From previous threads on here, I get the impression that my personal level of consistency is that there's basically no such thing as a fair charge. While I find this fairly easy to apply personally, I know this makes me out of step with a lot of other referees - in my opinion not helped by a lack of clarity in the LOTG.
 
#13
... but then we get into the subtelties if refereeing. Upper body contact is allowed. But is there an attempt to play the ball, is the contact just an attempt to knock someone over, are the players running together, how natural is the movement, what’s the level, match, conditions, age, intensity... it’s what makes football refereeing very subtle.

For the OP, do these shades of grey exist kn hockey, handball, water polo...? Basketball the rules about contact are very clear. American Football allows a lot of contact with very technical rules and a lot of referees to spot the tiniest movements.

I’ve not read the hockey rulebook.., maybe rugby union is the most interesting comparison as there is also one main ref and a lot of contact, including the dark arts. Rugby seems a “cleaner” game but I think we also know that part of footy’s dramatic success (drama!) is down to how the laws are shaped and consequently incidents argued!
 

Kes

I'll Decide ...
#14
When I did the ref training course a big deal was made of the removal of the "intention" element on certain offences. Referees are human and not blessed with mind reading abilities, therefore how are they meant to know if a foul was committed intentionally? It appears, however, that we are meant to know if a handball is committed deliberately, as obviously there is a lot of difference between intentionally and deliberately.
Sometimes you're damned if you do and damned if you don't. That's the nature of the job.

Regarding the deliberate/intentional handball question - it's a fair point you make and not one easily answered with any precise clarity. Most of these instances are "you had to be there" moments.

For a handball, particularly where the sanction for it is a penalty, I always try and ask myself the following question:

"Could the player have prevented the ball coming into contact with their hand at that moment?". That may help. :)
 
#15
... but then we get into the subtelties if refereeing. Upper body contact is allowed. But is there an attempt to play the ball, is the contact just an attempt to knock someone over, are the players running together, how natural is the movement, what’s the level, match, conditions, age, intensity... it’s what makes football refereeing very subtle.

For the OP, do these shades of grey exist kn hockey, handball, water polo...? Basketball the rules about contact are very clear. American Football allows a lot of contact with very technical rules and a lot of referees to spot the tiniest movements.

I’ve not read the hockey rulebook.., maybe rugby union is the most interesting comparison as there is also one main ref and a lot of contact, including the dark arts.
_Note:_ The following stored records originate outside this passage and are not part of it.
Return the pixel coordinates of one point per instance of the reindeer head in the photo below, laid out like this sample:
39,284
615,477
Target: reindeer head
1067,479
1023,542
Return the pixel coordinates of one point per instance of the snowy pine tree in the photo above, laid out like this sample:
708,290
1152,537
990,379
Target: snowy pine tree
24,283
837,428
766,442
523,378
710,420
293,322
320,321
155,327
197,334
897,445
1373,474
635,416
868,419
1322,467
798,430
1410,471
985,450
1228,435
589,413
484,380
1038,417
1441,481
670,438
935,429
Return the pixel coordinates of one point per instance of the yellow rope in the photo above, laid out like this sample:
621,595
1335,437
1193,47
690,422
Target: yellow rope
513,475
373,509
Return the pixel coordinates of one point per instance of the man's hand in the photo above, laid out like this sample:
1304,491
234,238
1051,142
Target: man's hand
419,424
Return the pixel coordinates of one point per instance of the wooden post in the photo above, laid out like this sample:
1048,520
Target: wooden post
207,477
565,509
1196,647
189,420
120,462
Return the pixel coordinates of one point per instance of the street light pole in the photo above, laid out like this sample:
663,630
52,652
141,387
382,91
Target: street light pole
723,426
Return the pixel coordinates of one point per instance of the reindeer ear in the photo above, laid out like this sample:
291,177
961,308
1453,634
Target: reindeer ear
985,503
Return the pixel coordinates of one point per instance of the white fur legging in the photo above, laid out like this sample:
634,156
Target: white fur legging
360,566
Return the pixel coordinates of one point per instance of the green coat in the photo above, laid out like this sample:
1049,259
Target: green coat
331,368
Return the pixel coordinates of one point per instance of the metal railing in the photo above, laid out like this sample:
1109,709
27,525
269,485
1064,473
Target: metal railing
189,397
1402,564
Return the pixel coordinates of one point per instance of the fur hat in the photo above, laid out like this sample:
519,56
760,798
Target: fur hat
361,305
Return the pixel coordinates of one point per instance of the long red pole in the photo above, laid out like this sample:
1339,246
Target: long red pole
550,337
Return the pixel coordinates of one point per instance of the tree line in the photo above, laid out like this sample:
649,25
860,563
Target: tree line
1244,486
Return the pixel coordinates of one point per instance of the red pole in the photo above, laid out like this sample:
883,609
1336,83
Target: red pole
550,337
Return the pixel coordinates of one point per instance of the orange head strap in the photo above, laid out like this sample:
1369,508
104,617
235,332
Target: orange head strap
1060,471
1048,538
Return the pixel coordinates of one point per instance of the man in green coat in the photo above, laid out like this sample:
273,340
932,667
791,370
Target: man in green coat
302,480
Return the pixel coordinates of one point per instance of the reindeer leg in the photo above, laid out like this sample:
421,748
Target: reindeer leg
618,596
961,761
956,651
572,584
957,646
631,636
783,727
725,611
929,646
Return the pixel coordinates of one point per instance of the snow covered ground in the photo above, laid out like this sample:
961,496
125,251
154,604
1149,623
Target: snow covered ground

Rugby seems a “cleaner” game but I think we also know that part of footy’s dramatic success (drama!) is down to how the laws are shaped and consequently incidents argued!
I love my football, despite being an Ipswich fan, and played hockey more down to my schooling. The hockey rule book is superior to the football rule book (LOTG) in almost every way but the game of football is superior to hockey.

Big rabbit hole, but two umpires not a ref and up to four assistants (champions League) would work nicely in football.... Sin bins and the green card as well.